This is a guest blog from my colleague Nick Gordon (nick@sharedlivesplus.org.uk) who works in our communications team and supports local Shared Lives providers and commissioners with their demographic analysis, marketing and recruitment. Nick writes:
With the anniversary of the pandemic hitting approaching, the vaccine roll-out offers hope, if not yet certainty of when ‘normal’ life will return. All we can be certain of is that ‘normal’ will not be what it was before. We will be in a period of huge challenges – long covid, mental ill health, ravaged economies – and huge changes to the way that we live, work and travel.
Throughout these extraordinary times, and despite enormous pressures on our health and social care systems, Shared Lives care has continued to shine, providing the safest and best quality form of care as rated by the CQC and amazing outcomes for people like Meg who have found connections deep enough to sustain them through the long period of social distancing.

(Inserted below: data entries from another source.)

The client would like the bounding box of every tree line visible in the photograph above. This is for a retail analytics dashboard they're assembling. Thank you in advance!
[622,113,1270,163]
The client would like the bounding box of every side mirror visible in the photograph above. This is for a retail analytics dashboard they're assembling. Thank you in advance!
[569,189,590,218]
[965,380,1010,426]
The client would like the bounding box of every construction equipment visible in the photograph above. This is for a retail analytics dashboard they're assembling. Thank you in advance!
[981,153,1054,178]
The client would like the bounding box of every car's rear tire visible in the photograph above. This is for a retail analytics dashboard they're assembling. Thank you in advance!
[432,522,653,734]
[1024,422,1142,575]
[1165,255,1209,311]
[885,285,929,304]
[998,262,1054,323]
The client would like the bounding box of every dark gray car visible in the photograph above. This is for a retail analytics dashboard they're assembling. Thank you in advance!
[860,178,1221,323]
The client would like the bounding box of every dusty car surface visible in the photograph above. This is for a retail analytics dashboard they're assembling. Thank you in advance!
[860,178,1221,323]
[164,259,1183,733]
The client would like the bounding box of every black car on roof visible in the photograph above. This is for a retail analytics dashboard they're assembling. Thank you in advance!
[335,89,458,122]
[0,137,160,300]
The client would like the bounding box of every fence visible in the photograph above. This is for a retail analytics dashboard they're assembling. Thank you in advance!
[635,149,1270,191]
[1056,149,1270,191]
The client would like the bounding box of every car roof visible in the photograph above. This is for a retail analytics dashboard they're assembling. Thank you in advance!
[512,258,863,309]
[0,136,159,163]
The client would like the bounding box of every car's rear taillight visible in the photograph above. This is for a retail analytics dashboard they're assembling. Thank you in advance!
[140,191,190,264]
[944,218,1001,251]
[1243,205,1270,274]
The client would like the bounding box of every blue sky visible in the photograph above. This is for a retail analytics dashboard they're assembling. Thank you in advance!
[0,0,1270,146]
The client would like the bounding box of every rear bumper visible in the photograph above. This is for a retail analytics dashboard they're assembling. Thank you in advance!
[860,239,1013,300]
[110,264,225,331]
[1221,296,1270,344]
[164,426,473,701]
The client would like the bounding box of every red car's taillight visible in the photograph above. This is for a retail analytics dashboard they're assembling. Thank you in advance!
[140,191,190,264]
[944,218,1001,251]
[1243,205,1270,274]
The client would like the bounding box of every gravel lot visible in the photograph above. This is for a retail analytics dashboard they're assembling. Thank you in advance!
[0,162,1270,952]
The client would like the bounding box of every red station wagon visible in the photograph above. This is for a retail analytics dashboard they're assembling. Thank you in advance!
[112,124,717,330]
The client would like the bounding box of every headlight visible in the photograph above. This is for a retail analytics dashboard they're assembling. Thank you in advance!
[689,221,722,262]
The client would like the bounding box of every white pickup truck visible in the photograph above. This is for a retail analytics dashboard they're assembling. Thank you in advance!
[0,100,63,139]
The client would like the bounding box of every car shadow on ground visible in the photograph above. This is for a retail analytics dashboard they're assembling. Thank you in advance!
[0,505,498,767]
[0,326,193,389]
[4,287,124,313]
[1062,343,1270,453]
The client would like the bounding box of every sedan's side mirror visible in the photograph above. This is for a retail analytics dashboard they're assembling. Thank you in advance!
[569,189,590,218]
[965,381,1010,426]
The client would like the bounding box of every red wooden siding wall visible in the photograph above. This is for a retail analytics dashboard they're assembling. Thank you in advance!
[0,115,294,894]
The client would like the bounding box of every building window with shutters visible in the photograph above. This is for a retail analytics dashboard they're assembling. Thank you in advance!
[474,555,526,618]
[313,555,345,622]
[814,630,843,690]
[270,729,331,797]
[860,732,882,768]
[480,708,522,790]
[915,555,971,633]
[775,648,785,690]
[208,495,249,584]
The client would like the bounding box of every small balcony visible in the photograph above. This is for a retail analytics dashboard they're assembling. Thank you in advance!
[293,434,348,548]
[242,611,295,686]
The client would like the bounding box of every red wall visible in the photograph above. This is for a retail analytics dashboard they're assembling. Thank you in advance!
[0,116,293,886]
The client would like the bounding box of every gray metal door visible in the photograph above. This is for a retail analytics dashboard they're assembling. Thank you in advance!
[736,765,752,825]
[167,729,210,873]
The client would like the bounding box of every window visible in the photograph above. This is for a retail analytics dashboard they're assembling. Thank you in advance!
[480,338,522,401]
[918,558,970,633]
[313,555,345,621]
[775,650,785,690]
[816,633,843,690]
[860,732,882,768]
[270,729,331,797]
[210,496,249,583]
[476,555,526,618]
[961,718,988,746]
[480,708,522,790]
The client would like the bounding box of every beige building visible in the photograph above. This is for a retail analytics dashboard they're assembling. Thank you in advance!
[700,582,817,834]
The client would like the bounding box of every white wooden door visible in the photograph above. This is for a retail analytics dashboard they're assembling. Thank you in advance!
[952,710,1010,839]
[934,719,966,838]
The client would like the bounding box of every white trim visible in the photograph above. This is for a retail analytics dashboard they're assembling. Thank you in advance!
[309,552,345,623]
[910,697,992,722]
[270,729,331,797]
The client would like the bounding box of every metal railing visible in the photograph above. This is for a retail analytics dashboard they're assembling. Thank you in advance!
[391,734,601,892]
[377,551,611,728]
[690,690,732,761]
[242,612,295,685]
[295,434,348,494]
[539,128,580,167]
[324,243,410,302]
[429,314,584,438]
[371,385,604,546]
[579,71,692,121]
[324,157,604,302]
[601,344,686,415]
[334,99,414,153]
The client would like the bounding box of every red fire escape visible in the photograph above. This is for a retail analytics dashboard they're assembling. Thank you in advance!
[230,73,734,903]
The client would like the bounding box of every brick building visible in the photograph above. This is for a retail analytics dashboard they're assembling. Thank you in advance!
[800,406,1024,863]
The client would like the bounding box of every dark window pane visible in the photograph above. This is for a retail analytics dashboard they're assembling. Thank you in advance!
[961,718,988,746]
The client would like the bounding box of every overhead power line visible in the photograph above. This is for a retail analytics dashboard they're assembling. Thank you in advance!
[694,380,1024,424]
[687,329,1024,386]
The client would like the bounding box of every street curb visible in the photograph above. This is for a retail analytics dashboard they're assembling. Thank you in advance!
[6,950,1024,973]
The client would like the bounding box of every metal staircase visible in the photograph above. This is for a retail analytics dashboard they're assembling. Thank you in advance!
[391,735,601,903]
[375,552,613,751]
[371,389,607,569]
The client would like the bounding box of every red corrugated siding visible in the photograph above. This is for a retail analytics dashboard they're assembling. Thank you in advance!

Recently we have seen an increase in local authorities seeking our advice and guidance on how to grow Shared Lives services as part of a re-imagining of social care which many areas recognise cannot wait for a long-promised government plan for reform. Social care workforce recruitment is a longstanding challenge in a sector known for difficult work, low pay, low status and long hours. Shared Lives offers flexible, home-based work where people can focus on what matters to the person who comes to live with or visit them, and, having been through a unique, in-depth recruitment and matching process, are trusted enough to be freed from much of the unnecessary paperwork, rules and bureaucracy which prevent so many social care workers from being as caring, let alone as social, as they dreamed of being when they entered the profession.
Our strategic advice and support service is currently working with North East ADASS across 12 local authority areas to deliver a wide-ranging and ambitious growth plan, which addresses a common barrier for many Shared Lives providers: how to recruit new carers. As well as a cost-benefit analysis of existing activity, we’ll be delivering data-driven demographic customer profiling for existing carers, along with the design and delivery of a digitally-enabled marketing and communications strategy .
As well as growth, we can also work with local authority commissioners to help deliver a business case for Shared Lives in the first instance. Based on our work to date we have demonstrated an average £20,000 saving per live-in arrangement per year, when compared to other types of available support for people with similar levels of need.
Not only this, our recently announced National Lottery Community funded project is helping to embed a shared, online approach to recruiting and assessing potential Shared Lives carers, from initial enquiry through to full vetting and training requirements. Launching in March this online portal will further streamline Shared Lives carer recruitment, maintaining an in-depth, values-based approach, but reducing recruitment and approval times from 4-6 months to 4-6 weeks.
Shared Lives is still a relatively small cog in the UK’s social care wheel, but with an average annual increase of 6% in Shared Lives live-in arrangements since 2012, we know we can grow the sector in the teeth of financial and demographic challenges. Now we are entering a period when there will unfortunately be thousands of people looking for work, and many more are already re-thinking what a good life looks like and what they want from their career. Flexible, rewarding, home-based and resilient during the pandemic: if national government, local councils and the new Integrated Care Systems are serious about radical change, it’s time to get serious about Shared Lives.